We can test association to the continuous covariate with:

res1 <- ezcor(M, pheno$yy, method="pearson")

where method can be any of "pearson", "kendall", or "spearman". This returns a data frame like,

knitr::kable(signif(res1[1:10,], 3))

Similarly, we can test association using linear regression with limma, where the model is gene expression = a + bx + error, and we test coefficient 2, i.e. the null hypothesis that b=0. So it returns slopes rather than correlation coefficients. The code is,

res2 <- limma_cor(M, phenotype = pheno$yy)

The output is,

knitr::kable(signif(res2[1:10,], 3))

Because this is a regression, we can test for association to yy while adjusting for grp. We do this by creating our own design matrix instead of letting limma_cor create one from phenotype.

design <- model.matrix(~1+yy+grp, data=pheno)
res3 <- limma_cor(M, design = design)

which gives

knitr::kable(signif(res3[1:10,], 3))

We can also test multiple phenotypes together. Say we had a matrix of phenotypes as

pheno.mat <- cbind(pheno1=pheno$yy, pheno2=rnorm(ncol(M)))

then we could test both phenotypes together in one line, as

res4 <- multi_cor(object=M, pheno.tab = pheno.mat, reorder.rows = TRUE)

knitr::kable(signif(res4[1:10,], 3))

where the result is ordered by the combined p-value of the two associations per gene. The method options for the association test are: "pearson" (the default), "spearman", "kendall", as before, or "limma", where it will use limma_cor.
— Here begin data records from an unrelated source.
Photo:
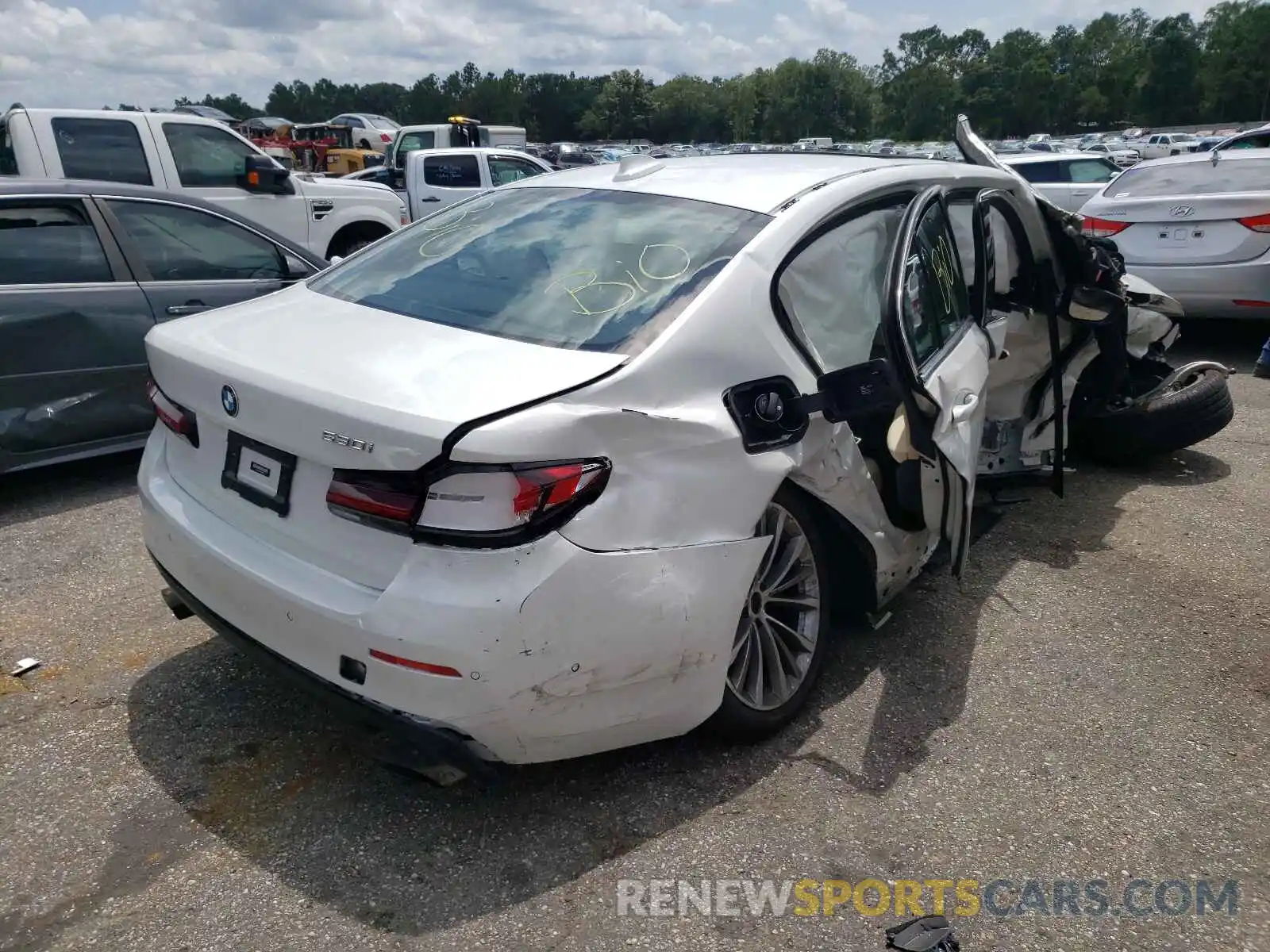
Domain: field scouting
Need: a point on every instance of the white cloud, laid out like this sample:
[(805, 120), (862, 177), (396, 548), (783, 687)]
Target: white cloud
[(152, 51)]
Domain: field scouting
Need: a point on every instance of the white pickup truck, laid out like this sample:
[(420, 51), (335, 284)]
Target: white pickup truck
[(202, 158), (1165, 144), (441, 177)]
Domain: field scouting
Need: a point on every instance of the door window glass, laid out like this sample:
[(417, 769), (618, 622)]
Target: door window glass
[(833, 290), (933, 304), (412, 141), (207, 156), (108, 150), (187, 244), (50, 244), (503, 169), (451, 171)]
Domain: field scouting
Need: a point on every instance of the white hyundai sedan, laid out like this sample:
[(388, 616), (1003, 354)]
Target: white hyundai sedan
[(578, 463)]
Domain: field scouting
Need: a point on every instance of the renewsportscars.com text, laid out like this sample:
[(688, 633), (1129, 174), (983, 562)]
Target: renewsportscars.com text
[(905, 898)]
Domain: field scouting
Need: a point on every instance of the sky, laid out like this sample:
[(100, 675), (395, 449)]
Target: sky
[(86, 54)]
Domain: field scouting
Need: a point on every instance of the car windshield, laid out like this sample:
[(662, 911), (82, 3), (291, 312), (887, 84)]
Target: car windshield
[(1194, 178), (586, 270)]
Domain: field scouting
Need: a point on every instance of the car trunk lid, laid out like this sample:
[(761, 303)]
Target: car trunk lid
[(334, 385), (1185, 230)]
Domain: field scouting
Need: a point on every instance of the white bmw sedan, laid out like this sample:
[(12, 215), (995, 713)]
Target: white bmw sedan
[(578, 463)]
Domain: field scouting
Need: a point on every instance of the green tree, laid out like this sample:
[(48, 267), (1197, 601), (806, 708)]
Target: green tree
[(622, 109), (1235, 74), (1172, 86)]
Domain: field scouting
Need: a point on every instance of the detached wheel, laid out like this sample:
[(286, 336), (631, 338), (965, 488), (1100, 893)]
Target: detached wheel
[(784, 628), (1194, 409)]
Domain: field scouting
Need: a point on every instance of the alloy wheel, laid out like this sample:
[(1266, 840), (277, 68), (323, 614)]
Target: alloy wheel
[(781, 619)]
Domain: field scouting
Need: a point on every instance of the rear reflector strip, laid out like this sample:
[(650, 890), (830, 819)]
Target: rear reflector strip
[(1257, 222), (442, 670)]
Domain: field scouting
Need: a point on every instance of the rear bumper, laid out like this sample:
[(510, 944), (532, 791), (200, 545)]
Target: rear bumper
[(560, 651), (1210, 291), (406, 739)]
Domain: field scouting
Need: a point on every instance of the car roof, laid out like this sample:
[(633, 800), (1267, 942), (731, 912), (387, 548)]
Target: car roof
[(1227, 155), (759, 182), (17, 188), (1033, 156)]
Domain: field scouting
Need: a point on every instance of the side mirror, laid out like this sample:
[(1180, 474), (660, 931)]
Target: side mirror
[(298, 270), (1092, 305), (262, 175)]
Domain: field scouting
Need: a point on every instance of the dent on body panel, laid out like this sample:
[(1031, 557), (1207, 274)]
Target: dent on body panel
[(71, 367), (831, 467), (679, 476)]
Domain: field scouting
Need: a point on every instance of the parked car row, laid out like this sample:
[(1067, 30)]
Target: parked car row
[(87, 271)]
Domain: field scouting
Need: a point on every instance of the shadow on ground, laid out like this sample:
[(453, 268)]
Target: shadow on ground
[(35, 494), (290, 790)]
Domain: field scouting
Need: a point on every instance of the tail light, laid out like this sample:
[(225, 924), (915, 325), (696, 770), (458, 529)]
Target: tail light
[(1102, 228), (1257, 222), (478, 507), (175, 416)]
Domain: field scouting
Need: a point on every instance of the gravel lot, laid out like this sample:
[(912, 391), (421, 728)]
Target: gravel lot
[(1092, 701)]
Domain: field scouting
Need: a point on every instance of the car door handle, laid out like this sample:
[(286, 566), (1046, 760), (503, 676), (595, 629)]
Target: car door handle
[(963, 410)]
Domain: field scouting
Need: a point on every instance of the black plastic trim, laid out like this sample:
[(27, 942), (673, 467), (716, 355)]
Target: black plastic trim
[(781, 433), (535, 528), (279, 501), (418, 484), (893, 200)]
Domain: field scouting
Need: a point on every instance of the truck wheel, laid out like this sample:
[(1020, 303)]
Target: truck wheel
[(784, 630), (355, 239), (1197, 408)]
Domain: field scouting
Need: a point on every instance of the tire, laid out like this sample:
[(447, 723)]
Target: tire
[(1180, 418), (352, 243), (756, 708)]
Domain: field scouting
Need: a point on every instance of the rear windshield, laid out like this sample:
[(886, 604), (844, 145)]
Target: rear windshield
[(1194, 179), (584, 270)]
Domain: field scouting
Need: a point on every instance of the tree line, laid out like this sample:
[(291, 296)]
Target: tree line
[(1119, 70)]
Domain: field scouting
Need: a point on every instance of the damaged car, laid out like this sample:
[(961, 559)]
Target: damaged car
[(596, 459)]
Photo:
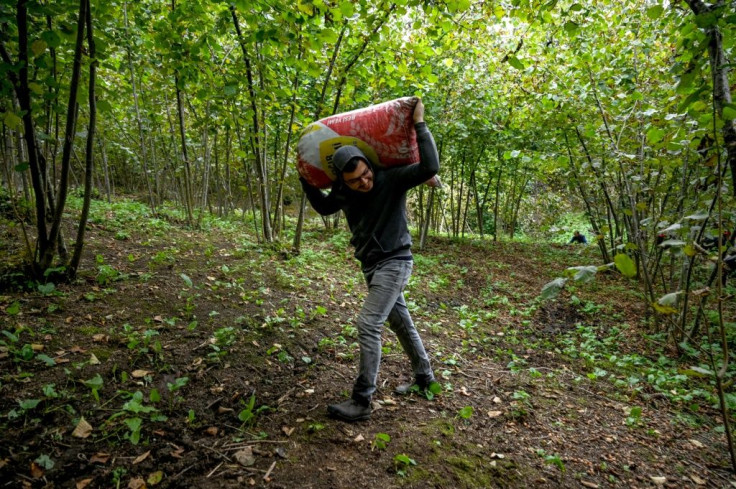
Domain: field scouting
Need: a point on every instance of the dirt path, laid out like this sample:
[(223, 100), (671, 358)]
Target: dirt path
[(264, 341)]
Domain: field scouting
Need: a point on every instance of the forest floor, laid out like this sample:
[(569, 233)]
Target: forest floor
[(200, 359)]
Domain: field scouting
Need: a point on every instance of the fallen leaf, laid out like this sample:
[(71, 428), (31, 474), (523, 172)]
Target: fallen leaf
[(178, 452), (137, 483), (100, 457), (155, 477), (141, 457), (245, 457), (36, 471), (698, 480), (83, 483), (83, 429)]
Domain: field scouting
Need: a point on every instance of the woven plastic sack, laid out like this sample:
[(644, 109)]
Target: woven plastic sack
[(384, 132)]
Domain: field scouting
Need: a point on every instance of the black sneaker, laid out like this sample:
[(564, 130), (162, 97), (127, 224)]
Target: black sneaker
[(349, 411)]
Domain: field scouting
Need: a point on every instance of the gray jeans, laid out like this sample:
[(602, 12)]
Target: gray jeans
[(385, 300)]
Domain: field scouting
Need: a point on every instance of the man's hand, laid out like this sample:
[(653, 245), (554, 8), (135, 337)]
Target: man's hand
[(419, 112)]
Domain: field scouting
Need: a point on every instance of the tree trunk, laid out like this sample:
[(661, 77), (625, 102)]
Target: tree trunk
[(89, 157)]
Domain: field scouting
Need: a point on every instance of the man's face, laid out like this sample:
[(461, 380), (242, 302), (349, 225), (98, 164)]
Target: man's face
[(360, 180)]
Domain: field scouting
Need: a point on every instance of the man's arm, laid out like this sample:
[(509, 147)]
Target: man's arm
[(323, 204), (429, 160)]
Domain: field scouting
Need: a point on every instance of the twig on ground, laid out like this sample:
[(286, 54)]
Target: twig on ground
[(270, 469), (215, 469)]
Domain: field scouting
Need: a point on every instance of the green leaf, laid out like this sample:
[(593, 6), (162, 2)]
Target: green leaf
[(46, 289), (516, 62), (571, 27), (13, 309), (28, 404), (655, 135), (103, 106), (11, 120), (706, 20), (625, 265), (186, 280), (46, 359), (95, 382), (729, 113), (51, 38), (655, 12), (466, 412), (38, 47), (700, 216), (347, 8), (584, 274), (698, 372), (552, 289)]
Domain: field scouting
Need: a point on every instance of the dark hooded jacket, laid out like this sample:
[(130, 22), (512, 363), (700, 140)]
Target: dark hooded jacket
[(377, 219)]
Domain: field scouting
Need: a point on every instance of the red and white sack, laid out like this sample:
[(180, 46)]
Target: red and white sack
[(384, 132)]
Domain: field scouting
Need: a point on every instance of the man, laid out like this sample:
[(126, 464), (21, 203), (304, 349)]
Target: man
[(578, 238), (374, 202)]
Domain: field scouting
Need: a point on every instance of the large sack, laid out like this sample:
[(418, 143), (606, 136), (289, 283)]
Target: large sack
[(384, 132)]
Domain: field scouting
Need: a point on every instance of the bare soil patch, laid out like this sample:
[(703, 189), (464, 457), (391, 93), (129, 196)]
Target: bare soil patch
[(288, 349)]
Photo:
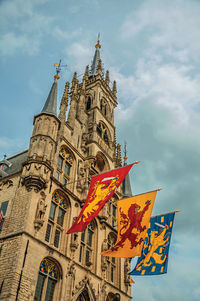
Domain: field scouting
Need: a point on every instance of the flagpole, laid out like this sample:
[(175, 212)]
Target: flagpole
[(176, 211)]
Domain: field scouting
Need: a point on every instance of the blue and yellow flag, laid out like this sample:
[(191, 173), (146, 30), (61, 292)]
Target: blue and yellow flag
[(154, 256)]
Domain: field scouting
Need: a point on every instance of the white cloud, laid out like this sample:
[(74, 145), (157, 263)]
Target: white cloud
[(172, 26)]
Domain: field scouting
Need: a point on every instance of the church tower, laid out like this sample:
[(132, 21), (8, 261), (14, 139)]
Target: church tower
[(42, 191)]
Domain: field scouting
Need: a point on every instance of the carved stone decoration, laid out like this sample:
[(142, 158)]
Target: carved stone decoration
[(127, 270), (81, 286), (84, 141), (74, 239), (6, 184), (40, 211), (82, 183), (70, 282), (104, 247), (35, 175)]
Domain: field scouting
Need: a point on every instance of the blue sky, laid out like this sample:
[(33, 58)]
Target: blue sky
[(152, 49)]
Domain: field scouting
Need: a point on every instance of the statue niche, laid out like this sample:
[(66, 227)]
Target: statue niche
[(40, 211)]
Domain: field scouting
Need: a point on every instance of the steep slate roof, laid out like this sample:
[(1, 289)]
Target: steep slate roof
[(126, 185), (16, 163), (51, 102), (96, 59)]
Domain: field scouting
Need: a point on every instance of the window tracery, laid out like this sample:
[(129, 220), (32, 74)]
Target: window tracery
[(111, 261), (87, 245), (57, 213), (48, 277), (64, 165), (103, 132)]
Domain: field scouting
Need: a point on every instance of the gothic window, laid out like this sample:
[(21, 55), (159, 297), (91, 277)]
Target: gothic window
[(57, 213), (88, 104), (112, 212), (113, 297), (99, 130), (111, 261), (64, 165), (48, 278), (87, 245), (103, 131), (83, 296)]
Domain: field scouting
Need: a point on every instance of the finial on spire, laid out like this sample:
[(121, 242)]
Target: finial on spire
[(125, 151), (114, 89), (98, 41), (58, 69), (107, 78), (99, 67)]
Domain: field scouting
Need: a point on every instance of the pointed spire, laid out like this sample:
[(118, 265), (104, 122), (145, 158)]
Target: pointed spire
[(114, 89), (96, 58), (64, 103), (119, 160), (86, 72), (126, 184), (107, 78), (51, 102), (99, 67)]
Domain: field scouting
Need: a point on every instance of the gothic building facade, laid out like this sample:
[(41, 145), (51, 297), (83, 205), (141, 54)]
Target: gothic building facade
[(42, 191)]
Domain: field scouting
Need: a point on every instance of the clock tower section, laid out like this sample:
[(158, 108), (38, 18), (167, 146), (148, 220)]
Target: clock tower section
[(91, 116)]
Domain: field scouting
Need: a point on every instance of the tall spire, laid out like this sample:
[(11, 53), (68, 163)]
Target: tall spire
[(126, 185), (51, 102), (95, 62)]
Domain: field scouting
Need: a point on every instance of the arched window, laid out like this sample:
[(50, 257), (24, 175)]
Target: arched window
[(105, 137), (57, 213), (88, 103), (83, 296), (99, 129), (111, 261), (103, 131), (64, 165), (113, 297), (112, 214), (87, 246), (101, 163), (47, 280)]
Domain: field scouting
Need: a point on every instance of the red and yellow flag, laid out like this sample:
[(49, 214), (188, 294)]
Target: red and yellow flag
[(102, 188), (133, 221)]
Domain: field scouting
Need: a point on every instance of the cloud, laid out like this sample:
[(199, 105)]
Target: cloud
[(22, 27), (80, 55), (171, 26)]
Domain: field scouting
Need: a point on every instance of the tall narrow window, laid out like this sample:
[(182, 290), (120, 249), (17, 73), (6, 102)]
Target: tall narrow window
[(112, 212), (88, 104), (47, 280), (87, 245), (64, 165), (111, 261), (57, 213)]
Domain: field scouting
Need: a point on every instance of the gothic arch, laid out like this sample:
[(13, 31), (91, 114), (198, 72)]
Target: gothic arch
[(105, 107), (49, 280), (101, 162), (84, 289), (104, 132), (113, 297)]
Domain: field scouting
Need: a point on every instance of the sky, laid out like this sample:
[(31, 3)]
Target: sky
[(152, 49)]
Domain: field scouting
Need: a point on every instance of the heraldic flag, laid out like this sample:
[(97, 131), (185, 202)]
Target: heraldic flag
[(133, 220), (154, 256), (102, 188)]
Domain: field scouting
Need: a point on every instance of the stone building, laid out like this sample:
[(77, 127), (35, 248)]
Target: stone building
[(42, 190)]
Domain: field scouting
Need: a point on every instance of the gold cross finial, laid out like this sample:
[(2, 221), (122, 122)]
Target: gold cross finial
[(98, 41)]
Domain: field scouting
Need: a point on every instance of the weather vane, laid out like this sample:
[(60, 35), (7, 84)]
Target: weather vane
[(58, 69)]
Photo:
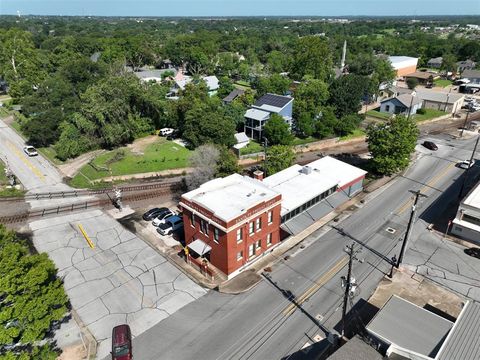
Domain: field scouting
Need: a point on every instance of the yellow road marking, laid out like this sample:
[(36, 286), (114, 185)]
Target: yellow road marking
[(407, 204), (85, 235), (321, 281), (22, 157)]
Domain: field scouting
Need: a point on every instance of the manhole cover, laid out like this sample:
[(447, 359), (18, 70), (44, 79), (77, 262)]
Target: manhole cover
[(391, 230)]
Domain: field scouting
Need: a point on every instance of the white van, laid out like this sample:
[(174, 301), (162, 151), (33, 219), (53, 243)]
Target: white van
[(165, 131)]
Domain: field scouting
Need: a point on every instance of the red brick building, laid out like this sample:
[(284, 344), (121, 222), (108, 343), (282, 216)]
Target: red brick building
[(231, 221)]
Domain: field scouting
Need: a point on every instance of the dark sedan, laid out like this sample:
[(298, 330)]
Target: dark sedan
[(153, 213)]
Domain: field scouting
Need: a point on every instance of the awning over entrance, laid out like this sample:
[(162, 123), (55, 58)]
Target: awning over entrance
[(199, 247)]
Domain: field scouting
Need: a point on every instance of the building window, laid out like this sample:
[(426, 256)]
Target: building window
[(239, 235), (251, 250), (204, 226), (259, 224)]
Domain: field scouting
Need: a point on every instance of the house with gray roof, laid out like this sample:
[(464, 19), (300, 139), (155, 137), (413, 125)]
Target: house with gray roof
[(435, 63), (403, 330), (402, 104), (257, 116)]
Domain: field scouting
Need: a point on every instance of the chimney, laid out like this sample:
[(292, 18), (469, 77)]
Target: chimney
[(258, 175)]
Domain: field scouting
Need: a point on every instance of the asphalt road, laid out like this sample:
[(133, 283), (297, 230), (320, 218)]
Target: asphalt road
[(263, 323)]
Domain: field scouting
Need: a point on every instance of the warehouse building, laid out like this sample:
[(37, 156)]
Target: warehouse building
[(467, 222)]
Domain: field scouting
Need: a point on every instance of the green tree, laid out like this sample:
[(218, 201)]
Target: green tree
[(312, 57), (391, 144), (347, 92), (31, 295), (412, 83), (279, 157), (277, 131)]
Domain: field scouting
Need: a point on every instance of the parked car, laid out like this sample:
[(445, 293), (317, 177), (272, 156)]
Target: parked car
[(172, 224), (430, 145), (153, 213), (160, 219), (466, 164), (122, 343), (166, 131), (30, 150), (475, 252)]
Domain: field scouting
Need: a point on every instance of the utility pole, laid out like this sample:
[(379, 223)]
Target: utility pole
[(468, 167), (465, 123), (417, 194), (348, 283), (265, 146)]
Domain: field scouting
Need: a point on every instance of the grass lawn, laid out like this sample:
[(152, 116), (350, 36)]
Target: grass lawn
[(430, 114), (442, 82), (379, 115), (300, 141), (253, 147), (161, 155), (356, 133)]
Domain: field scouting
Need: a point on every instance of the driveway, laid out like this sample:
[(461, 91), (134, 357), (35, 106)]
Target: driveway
[(120, 280)]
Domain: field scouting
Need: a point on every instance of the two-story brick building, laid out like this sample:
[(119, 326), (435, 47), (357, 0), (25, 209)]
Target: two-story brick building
[(231, 221)]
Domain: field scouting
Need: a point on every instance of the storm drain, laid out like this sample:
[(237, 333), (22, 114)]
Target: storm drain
[(390, 230)]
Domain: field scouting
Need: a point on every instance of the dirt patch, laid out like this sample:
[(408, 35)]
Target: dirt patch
[(138, 146), (419, 291), (74, 352)]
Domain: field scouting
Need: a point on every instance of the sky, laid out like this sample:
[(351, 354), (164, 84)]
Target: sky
[(240, 7)]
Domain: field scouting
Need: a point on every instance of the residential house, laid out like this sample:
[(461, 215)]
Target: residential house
[(257, 116), (435, 63), (403, 64), (443, 101), (233, 95), (403, 104), (465, 65), (423, 77), (241, 139)]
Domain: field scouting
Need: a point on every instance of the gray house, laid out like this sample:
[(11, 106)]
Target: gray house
[(402, 104), (435, 63), (465, 65), (257, 116)]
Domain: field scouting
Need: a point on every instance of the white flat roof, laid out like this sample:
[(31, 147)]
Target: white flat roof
[(231, 196), (298, 187)]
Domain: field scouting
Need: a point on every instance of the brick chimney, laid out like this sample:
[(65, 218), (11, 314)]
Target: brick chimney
[(258, 174)]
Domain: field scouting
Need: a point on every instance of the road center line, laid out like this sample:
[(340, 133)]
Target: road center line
[(321, 281)]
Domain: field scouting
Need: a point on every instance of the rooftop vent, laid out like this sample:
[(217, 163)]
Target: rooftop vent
[(307, 170)]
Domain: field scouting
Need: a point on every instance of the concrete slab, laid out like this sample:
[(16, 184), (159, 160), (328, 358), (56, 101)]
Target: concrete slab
[(121, 280)]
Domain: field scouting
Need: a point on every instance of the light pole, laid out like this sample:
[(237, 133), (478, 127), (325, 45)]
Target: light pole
[(417, 194)]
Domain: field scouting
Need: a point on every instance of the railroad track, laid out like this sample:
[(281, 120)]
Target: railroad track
[(78, 193), (24, 216)]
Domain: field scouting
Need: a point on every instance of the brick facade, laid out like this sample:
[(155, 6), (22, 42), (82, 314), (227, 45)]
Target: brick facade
[(222, 236)]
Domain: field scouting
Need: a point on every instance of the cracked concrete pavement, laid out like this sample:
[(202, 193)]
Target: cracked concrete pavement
[(121, 280)]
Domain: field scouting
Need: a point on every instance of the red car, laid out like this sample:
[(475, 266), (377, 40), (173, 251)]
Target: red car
[(121, 343)]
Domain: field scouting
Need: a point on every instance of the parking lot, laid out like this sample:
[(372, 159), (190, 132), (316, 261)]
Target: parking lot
[(120, 280)]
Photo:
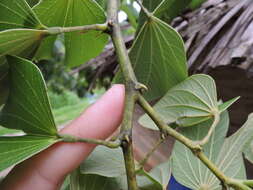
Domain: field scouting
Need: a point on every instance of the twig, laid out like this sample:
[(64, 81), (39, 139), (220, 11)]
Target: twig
[(73, 139), (147, 156), (59, 30), (131, 92)]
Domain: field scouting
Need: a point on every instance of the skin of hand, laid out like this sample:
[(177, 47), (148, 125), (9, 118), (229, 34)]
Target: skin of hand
[(47, 170)]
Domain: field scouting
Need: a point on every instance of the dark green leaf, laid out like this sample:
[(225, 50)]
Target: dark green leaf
[(14, 150), (166, 10), (22, 42), (17, 14), (189, 170), (157, 179), (226, 105), (158, 58), (4, 85), (80, 47), (105, 162), (191, 102), (27, 107)]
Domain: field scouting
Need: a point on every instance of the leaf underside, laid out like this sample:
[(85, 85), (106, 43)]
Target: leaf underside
[(189, 103), (14, 150), (27, 107), (226, 153)]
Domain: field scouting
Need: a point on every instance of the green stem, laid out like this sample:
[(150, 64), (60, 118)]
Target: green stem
[(131, 92), (59, 30), (212, 128), (147, 156), (193, 146), (73, 139)]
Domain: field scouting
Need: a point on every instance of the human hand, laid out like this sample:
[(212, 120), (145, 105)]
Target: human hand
[(47, 170)]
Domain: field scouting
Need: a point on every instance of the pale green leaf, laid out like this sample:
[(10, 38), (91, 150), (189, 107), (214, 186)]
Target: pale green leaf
[(94, 182), (14, 150), (157, 179), (166, 10), (80, 47), (105, 162), (189, 103), (21, 42), (27, 107), (227, 155), (32, 2), (158, 58), (17, 14), (4, 84), (226, 105)]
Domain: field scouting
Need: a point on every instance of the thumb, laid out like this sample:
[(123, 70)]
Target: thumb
[(46, 171)]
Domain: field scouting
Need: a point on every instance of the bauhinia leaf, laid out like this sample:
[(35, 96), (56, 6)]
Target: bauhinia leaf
[(189, 103), (22, 42), (14, 150), (80, 47), (80, 181), (27, 107), (4, 84), (17, 14), (158, 58), (104, 162), (166, 10), (248, 151), (227, 156), (157, 179)]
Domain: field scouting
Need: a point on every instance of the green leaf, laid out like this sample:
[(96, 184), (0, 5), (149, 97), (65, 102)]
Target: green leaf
[(80, 47), (226, 105), (189, 103), (4, 84), (157, 179), (226, 154), (105, 162), (17, 14), (158, 58), (27, 107), (14, 150), (22, 42)]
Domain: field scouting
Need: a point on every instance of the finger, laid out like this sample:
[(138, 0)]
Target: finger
[(46, 170)]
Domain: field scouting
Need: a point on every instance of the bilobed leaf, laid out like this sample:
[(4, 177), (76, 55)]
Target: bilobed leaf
[(169, 9), (225, 153), (4, 84), (14, 150), (157, 179), (22, 42), (105, 162), (80, 181), (27, 107), (80, 47), (189, 103), (166, 10), (17, 14), (158, 58)]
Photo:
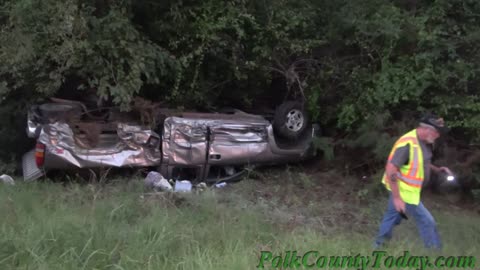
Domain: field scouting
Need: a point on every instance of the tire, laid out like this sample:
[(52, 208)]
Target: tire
[(290, 120), (59, 111)]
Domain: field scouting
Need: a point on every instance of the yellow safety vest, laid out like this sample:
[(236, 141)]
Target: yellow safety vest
[(412, 174)]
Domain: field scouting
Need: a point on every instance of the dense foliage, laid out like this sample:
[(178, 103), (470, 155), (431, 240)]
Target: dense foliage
[(365, 68)]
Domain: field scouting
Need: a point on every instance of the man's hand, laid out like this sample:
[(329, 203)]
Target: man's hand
[(446, 170), (399, 204)]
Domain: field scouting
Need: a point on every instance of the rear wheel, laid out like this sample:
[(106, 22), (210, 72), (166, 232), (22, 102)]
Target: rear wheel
[(57, 111), (290, 120)]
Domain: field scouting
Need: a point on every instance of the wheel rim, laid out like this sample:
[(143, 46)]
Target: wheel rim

This function only allows one method for all phenotypes.

Gene set level analysis

At a higher level than features (e.g. genes) lie feature sets, such as gene sets or pathways. These can be tested with limma's roast functions, which are implemented for multiple sets at a time with the functions mroast or its faster approximation fry. We have written wrappers around these to allow for easier testing, and to make an Excel file where each gene set links to a CSV containing the statistics on its genes, made using the feature-level functions.

Let's make the gene set object,

G <- list(list(name="pwy1", description=NA, genes=paste0("gene", 1:10)),
          list(name="pwy2", description=NA, genes=paste0("gene", 11:20)),
          list(name="pwy3", description=NA, genes=paste0("gene", 21:30)))

This object would normally be read in using read_gmt. Then we can test each of these gene sets.

res5 <- roast_contrasts(object=M, G=G, feat.tab=res0, grp=pheno$grp, contrast.v = contr.v, fun="fry", name=NA)

If we set name to a value other than NA, this would create a folder with one CSV per pathway, and an Excel file that looks like

knitr::kable(res5)

except the first column would have links to the CSVs in the folder. Similarly, we can use roast_cor. We can read these Excel files back into R with read_linked_xl.